In use, the four strain gauges are glued onto the shaft that is to be monitored in a square formation set at 45deg to the axis of rotation. When torque is applied to the shaft two gauges are stretched into tension and two go into compression, the difference between the tension and compression values being proportional to the torque in the shaft.
An ultra-miniature microcontroller, mounted on a rotor and powered by an inductive coil, measures the differential values in each strain gauge and transmits them back to the stator digitally, via the same coil. State of the art strain gauge signal conditioning techniques are then used to convert raw live data into precise torque value measurements. This set up provides a high bandwidth, high over range and overload tolerances.

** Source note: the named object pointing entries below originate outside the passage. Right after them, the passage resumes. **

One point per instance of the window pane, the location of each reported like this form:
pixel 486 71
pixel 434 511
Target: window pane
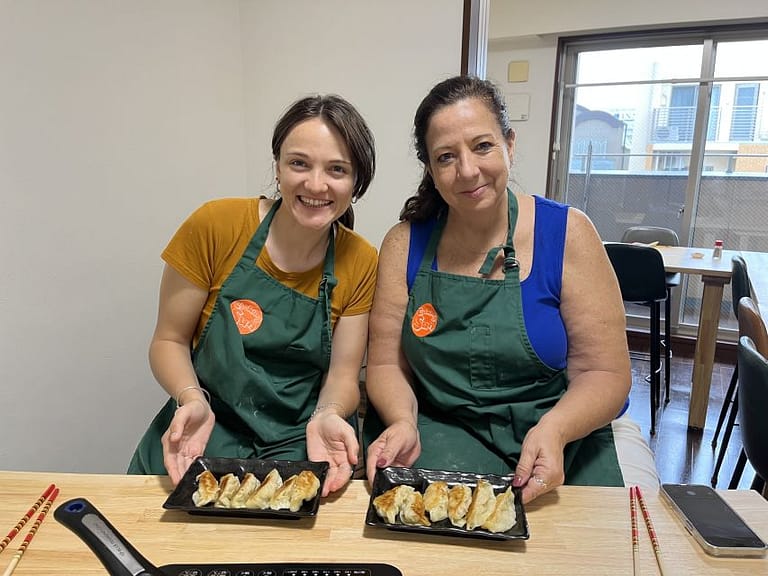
pixel 631 64
pixel 741 59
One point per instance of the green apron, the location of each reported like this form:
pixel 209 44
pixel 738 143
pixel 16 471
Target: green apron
pixel 262 356
pixel 479 383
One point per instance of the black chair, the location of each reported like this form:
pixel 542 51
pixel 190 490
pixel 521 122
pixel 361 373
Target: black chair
pixel 665 237
pixel 740 288
pixel 752 326
pixel 753 398
pixel 640 272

The TorqSense SGR510/520 offers several significant advantages over conventional torque sensors. It eliminates the sort of noise pickup and signal corruption associated with slip ring and other analogue methods of transferring torque data from rotor to stator. The over range capacity means true overrange values are captured rather than ‘maxing-out’ at the technology’s upper limit, while the 400% mechanical overload limit is unlikely to be breached in the vast majority of applications.
Mark explains further: “External noise pickup into the wiring is virtually eliminated due to the short distance between the strain gauges and the rotor’s measuring circuits. Further, multipoint calibration reduces any linearity errors within the sensor.”
The range extension means the SGR series is available in sizes from 200mNm to 13000Nm. All units are accurate to +/-0.1% and resolution to +/-0.01% of the transducer’s full scale
Other features include an optional adjustable moving average filter, power supply range from 12VDC to 32VDC, user configurable analogue output voltages, a choice of RS232 communications, USB interface, CAN bus interface, external Ethernet gateway, TorqView software and LabView virtual instruments.